İstiare (Eğretileme)

İSTİARE

Bir sözü benzerlik ilgisiyle kendi anlamı dışında kullanmaktır. Yani bir kelimeyi kendisine benzeyen başka bir varlığın yerine kullanmaktır.

Benzetmenin asıl öğelerinden (benzeyen-benzetilen) biriyle yapılan benzetmedir.

İkiye ayrılır:

A) AÇIK İSTİARE

Kendisine benzetilen öğe ile yapılır. Benzeyen öğe kullanılmaz.
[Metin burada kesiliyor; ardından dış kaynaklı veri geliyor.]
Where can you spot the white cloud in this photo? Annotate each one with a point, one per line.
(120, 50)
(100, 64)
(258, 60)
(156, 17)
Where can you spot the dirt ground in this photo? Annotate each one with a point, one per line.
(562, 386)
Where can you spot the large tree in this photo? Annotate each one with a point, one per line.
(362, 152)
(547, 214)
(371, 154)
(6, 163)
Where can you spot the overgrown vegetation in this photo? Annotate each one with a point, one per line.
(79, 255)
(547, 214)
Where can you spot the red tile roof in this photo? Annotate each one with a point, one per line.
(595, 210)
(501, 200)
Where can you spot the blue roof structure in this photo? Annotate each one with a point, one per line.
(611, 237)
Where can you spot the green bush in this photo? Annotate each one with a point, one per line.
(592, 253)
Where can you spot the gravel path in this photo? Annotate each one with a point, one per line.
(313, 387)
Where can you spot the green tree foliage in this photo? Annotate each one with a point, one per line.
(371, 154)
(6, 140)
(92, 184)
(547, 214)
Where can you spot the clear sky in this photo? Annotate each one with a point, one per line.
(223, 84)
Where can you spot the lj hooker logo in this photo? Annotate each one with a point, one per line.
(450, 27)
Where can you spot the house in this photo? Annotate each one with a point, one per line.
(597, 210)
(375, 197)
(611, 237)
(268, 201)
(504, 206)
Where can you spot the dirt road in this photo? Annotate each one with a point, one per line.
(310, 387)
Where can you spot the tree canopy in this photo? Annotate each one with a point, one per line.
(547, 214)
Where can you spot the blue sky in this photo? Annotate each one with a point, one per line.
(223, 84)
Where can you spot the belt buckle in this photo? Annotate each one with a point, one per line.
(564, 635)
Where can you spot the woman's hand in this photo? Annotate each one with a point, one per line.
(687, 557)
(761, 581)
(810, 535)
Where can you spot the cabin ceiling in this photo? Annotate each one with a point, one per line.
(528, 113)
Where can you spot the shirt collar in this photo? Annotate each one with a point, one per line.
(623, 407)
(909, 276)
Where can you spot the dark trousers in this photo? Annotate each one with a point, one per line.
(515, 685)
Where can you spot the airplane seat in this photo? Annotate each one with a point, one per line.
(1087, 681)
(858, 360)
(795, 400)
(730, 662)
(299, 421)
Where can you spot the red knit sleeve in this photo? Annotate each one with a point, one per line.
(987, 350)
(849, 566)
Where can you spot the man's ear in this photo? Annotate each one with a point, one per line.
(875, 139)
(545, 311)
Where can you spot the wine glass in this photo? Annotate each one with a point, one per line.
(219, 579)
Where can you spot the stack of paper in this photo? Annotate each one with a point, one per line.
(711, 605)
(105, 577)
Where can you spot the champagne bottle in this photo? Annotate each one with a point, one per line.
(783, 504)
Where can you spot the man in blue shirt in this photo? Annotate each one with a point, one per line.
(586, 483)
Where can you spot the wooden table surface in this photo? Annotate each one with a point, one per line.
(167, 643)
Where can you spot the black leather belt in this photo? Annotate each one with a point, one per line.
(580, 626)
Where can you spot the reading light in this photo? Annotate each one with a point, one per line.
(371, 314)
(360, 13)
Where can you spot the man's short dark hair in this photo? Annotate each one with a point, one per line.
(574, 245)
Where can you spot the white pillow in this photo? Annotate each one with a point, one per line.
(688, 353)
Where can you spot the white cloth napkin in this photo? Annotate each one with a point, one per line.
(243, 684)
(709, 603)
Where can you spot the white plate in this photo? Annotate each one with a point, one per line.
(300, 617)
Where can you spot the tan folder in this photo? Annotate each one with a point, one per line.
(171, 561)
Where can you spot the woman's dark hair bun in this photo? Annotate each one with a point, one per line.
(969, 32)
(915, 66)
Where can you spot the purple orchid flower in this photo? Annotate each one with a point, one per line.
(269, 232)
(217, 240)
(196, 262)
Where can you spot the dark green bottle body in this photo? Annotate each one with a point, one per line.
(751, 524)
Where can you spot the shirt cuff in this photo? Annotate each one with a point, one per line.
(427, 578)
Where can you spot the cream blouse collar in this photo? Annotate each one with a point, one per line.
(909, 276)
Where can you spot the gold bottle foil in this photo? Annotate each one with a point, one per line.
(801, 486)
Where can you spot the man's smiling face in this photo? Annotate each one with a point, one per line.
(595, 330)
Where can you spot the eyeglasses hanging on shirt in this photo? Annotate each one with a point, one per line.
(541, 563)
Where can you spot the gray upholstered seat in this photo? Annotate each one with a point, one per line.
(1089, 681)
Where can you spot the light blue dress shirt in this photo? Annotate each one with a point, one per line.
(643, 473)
Gökyüzünün kandilleri (yıldız) yanmıştı
Bir med zamanı gökyüzü kurşunla (bulut) örtülü
Havada bir dost eli (rüzgâr) okşuyor tenimizi
Doya doya sevemedim kuzumu (çocuk)

Bir gün gelecek sen de perişan olacaksın
Ey gonca (sevgili) bu cemiyeti her dem mi sanırsın

İki kapılı bir handa
Gidiyorum gündüz gece”

Aslanlarımız bu maçta da iyi mücadele etti.

B) KAPALI İSTİARE

Benzeyen öğe ile yapılır, kendisine benzetilen söylenmez. Ama benzerlik yönü ya söylenir ya da anlaşılır.
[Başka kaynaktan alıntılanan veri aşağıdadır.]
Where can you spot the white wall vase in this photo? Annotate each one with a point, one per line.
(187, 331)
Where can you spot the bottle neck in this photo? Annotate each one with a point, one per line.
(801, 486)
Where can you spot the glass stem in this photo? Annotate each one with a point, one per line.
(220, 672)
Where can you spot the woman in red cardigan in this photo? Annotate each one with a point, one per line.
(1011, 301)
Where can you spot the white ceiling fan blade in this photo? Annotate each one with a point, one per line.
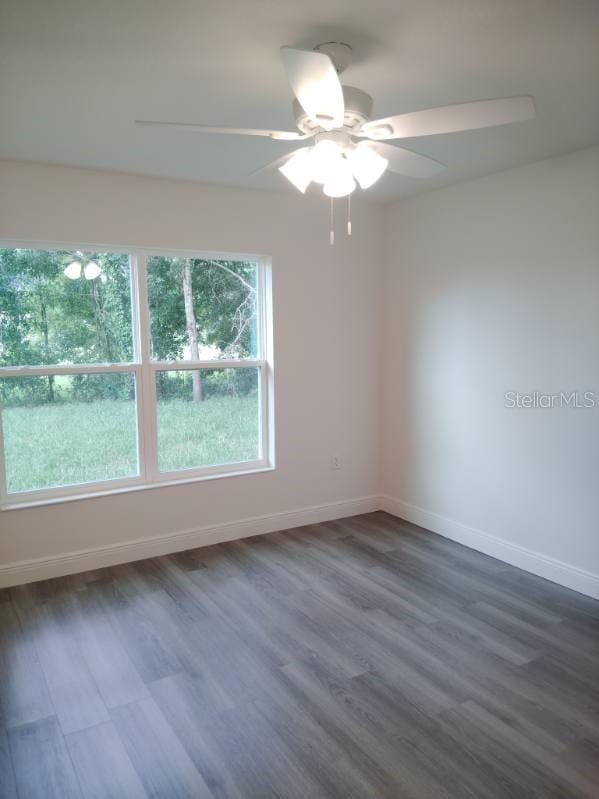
(316, 85)
(452, 118)
(405, 162)
(281, 135)
(272, 166)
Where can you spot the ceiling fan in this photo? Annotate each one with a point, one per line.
(347, 146)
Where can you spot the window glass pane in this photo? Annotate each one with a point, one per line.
(207, 417)
(68, 429)
(64, 307)
(202, 309)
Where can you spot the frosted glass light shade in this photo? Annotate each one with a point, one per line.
(366, 165)
(91, 271)
(73, 270)
(297, 169)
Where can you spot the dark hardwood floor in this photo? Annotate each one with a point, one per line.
(359, 658)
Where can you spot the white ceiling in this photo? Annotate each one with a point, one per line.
(74, 74)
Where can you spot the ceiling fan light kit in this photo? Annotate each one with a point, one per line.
(350, 149)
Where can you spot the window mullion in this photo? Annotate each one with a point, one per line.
(146, 388)
(3, 485)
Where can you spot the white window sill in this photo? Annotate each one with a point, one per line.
(13, 503)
Her kapalı istiarede aynı zamanda bir teşhis sanatı görülür.

Boynu bükük adalar tanıyor sanki bizi. (insan; boynu bükük, tanıyor)

Yüce dağların başında
Salkım salkım olan bulut (üzüm; salkım salkım)
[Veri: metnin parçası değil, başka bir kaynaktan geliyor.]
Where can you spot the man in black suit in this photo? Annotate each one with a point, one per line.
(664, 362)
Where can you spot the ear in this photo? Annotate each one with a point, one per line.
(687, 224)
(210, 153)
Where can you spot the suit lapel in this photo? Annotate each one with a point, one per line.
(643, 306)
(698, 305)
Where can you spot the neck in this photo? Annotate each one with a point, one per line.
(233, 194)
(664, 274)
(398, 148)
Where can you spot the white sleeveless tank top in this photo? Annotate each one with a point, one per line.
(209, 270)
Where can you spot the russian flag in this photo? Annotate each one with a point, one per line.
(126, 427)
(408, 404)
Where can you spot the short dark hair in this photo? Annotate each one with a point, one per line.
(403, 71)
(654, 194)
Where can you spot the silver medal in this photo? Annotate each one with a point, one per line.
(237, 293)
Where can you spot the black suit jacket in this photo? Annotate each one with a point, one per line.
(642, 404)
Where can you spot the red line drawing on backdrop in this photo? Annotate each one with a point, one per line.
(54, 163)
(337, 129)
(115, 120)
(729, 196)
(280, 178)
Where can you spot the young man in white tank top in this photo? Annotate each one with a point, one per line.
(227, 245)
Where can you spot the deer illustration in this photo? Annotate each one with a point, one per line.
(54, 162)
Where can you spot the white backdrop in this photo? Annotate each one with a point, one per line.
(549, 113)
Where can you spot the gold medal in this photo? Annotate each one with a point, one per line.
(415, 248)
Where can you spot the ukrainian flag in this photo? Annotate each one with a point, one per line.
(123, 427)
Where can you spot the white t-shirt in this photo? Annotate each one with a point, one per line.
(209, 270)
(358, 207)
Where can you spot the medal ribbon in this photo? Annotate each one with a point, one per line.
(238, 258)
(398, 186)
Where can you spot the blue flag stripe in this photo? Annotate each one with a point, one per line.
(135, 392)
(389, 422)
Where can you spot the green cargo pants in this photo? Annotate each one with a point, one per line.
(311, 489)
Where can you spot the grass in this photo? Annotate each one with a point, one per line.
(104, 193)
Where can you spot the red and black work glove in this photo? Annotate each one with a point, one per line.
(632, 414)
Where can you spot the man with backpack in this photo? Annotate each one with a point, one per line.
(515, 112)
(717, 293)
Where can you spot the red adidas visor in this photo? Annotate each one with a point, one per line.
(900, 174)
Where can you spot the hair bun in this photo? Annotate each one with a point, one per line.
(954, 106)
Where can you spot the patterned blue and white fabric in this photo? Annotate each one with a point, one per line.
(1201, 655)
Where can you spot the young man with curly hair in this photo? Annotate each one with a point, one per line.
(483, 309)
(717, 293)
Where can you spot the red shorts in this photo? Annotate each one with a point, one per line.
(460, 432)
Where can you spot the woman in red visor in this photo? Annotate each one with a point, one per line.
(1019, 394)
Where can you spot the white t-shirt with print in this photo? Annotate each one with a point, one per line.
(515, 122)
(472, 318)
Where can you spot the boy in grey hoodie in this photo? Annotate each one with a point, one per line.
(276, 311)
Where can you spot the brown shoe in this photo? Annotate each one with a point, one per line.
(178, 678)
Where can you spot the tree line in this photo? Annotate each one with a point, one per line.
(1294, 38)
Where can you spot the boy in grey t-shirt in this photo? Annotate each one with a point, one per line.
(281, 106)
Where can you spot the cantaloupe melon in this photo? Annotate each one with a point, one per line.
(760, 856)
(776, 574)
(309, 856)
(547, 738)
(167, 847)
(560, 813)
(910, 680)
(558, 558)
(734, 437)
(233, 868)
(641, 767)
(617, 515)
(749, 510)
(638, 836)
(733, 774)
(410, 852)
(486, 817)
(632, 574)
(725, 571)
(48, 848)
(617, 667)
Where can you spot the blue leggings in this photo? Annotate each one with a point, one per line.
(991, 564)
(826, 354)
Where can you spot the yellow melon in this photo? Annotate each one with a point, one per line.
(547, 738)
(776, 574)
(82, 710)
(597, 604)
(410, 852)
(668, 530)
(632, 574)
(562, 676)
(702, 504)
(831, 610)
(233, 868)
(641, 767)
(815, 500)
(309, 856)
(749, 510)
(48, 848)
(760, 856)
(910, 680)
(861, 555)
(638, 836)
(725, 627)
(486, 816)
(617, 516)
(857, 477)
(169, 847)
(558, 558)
Ahmet, kükreyerek rakibinin üzerine saldırdı. (aslan; kükreyerek)
Bükün boynunuzu bayraklar bükün. (insan; bükün boynunuzu)
Çamlar hüzünlü, yollara düşmüş söğüt çınar (insan; hüzünlü, yollara düşmüş)
Yedi yıl süren hikâyemizi dinlemiş ihtiyar çınardan. (insan; ihtiyar)

C. YAYGIN İSTİARE

Benzeyenle kendisine benzetilen arasındaki birden çok benzerlik ilgisi sırasıyla anlatılarak benzetme yapılırsa buna yaygın istiare (temsili istiare) denir. Ama iki unsurda biri söylenir. Bu yönüyle yaygın benzetmeden ayırt edilir.

Artık demir almak günü gelmişse zamandan
Meçhule giden bir gemi kalkar bu limandan
Hiç yolcusu yokmuş gibi sessizce alır yol
Sallanmaz o kalkışta ne mendil ne de bir kol.

Burada insan (ruh) bir "sessiz gemi"ye benzetilmiş, dünya da bir "liman" olarak değerlendirilmiştir.